Translations:Yirmi Dördüncü Söz/284/tr

    Risale-i Nur Tercümeleri sitesinden

    Ey reşha-misal! Madem doğrudan doğruya güneşe âyinedarlık ediyorsun, sen hangi mertebede bulunsan bulun, ayn-ı şemse karşı aynelyakîn bir tarzda, safi bakılacak bir delik, bir pencere bulursun. Hem o şemsin âsâr-ı acibesini ona vermekte müşkülat çekmeyeceksin. Ona lâyık haşmetli evsafını tereddütsüz verebilirsin.
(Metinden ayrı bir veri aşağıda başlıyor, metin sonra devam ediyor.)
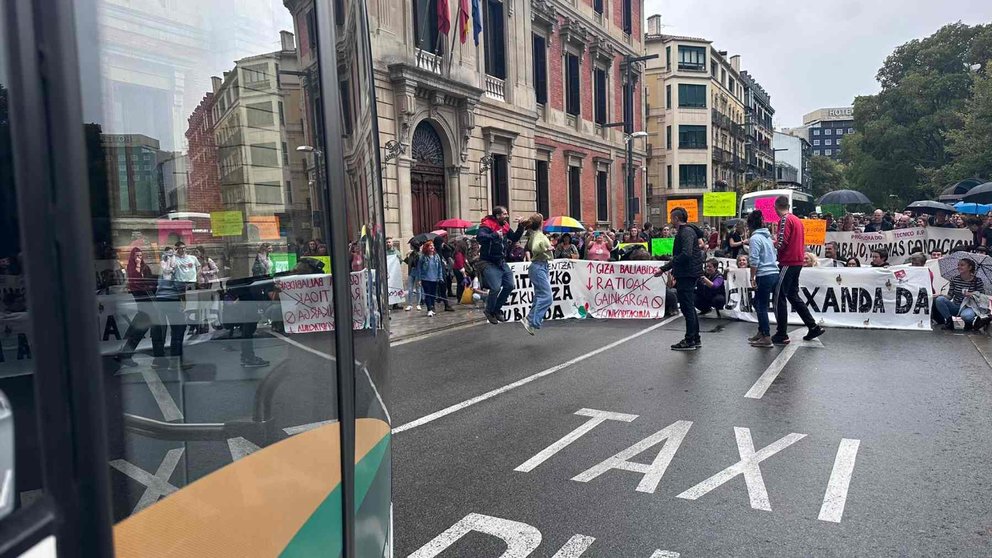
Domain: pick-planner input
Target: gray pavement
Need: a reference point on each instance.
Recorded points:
(911, 410)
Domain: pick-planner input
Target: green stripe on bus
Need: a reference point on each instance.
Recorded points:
(321, 534)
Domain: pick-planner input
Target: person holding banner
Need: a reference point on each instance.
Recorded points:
(791, 257)
(764, 275)
(539, 248)
(687, 267)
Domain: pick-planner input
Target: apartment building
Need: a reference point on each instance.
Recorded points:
(695, 121)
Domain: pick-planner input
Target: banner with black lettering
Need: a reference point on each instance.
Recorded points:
(873, 298)
(584, 289)
(899, 243)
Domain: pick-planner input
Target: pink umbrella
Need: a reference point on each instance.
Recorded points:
(454, 224)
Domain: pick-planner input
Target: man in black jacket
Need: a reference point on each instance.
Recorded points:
(687, 267)
(495, 239)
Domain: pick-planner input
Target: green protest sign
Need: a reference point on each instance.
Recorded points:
(719, 204)
(662, 246)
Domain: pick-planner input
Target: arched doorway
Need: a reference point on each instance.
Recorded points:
(427, 182)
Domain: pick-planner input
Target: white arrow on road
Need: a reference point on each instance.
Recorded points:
(759, 388)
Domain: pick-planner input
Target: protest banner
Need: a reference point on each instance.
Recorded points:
(871, 298)
(900, 243)
(815, 231)
(584, 289)
(719, 204)
(691, 207)
(394, 269)
(306, 302)
(662, 246)
(767, 208)
(226, 223)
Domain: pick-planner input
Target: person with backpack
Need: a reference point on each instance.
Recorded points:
(686, 266)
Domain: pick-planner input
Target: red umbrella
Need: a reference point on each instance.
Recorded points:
(453, 224)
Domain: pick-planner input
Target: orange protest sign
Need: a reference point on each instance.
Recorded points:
(267, 225)
(691, 207)
(815, 231)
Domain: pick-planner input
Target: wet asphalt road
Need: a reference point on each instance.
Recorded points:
(917, 405)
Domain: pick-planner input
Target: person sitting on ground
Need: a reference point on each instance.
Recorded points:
(710, 293)
(963, 285)
(880, 257)
(565, 249)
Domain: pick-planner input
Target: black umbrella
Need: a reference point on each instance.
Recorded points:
(979, 194)
(844, 197)
(930, 207)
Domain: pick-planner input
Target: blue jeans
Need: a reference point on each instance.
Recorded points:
(762, 295)
(541, 282)
(948, 308)
(499, 279)
(414, 287)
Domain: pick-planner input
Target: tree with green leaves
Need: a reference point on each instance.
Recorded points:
(901, 146)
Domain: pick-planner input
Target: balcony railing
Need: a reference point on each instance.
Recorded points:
(429, 61)
(495, 88)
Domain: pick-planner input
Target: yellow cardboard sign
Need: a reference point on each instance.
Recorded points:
(226, 223)
(719, 204)
(691, 207)
(815, 231)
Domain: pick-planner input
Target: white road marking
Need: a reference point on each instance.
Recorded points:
(499, 391)
(835, 498)
(331, 358)
(598, 417)
(241, 447)
(672, 436)
(747, 466)
(157, 485)
(575, 547)
(161, 394)
(291, 430)
(521, 539)
(759, 388)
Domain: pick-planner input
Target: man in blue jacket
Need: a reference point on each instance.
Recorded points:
(495, 240)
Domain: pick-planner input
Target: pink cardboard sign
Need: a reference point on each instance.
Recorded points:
(767, 208)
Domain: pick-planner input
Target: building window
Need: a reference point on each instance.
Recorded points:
(602, 196)
(692, 96)
(500, 181)
(692, 58)
(599, 96)
(425, 32)
(540, 70)
(575, 192)
(692, 176)
(495, 39)
(543, 199)
(692, 137)
(572, 104)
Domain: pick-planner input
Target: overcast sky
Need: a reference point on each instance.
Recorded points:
(810, 55)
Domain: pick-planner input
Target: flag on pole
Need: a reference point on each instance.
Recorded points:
(443, 17)
(476, 20)
(463, 20)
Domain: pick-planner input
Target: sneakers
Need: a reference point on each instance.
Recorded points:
(254, 362)
(814, 333)
(763, 342)
(685, 345)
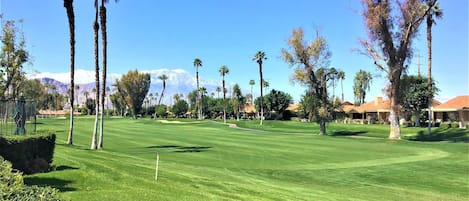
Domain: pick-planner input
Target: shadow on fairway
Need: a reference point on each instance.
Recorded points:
(65, 167)
(451, 135)
(59, 184)
(348, 133)
(181, 149)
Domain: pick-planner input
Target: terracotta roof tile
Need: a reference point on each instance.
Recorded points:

Saltanat-ı zatiyesinin dehşetli âsârını ona vermekte, hiçbir şey senin elinden tutup ondan vazgeçiremez. Seni ne berzahların darlığı, ne kabiliyetlerin kaydı, ne âyinelerin küçüklüğü seni şaşırtmaz; hilaf-ı hakikate sevk etmez. Çünkü sen safi, hâlis, doğrudan doğruya ona baktığın için anlamışsın ki mazharlarda görünen ve âyinelerde müşahede olunan güneş değil belki bir nevi cilveleridir, bir çeşit renkli akisleridir. Çendan o akisler onun unvanlarıdır fakat bütün âsâr-ı haşmetini gösteremiyorlar.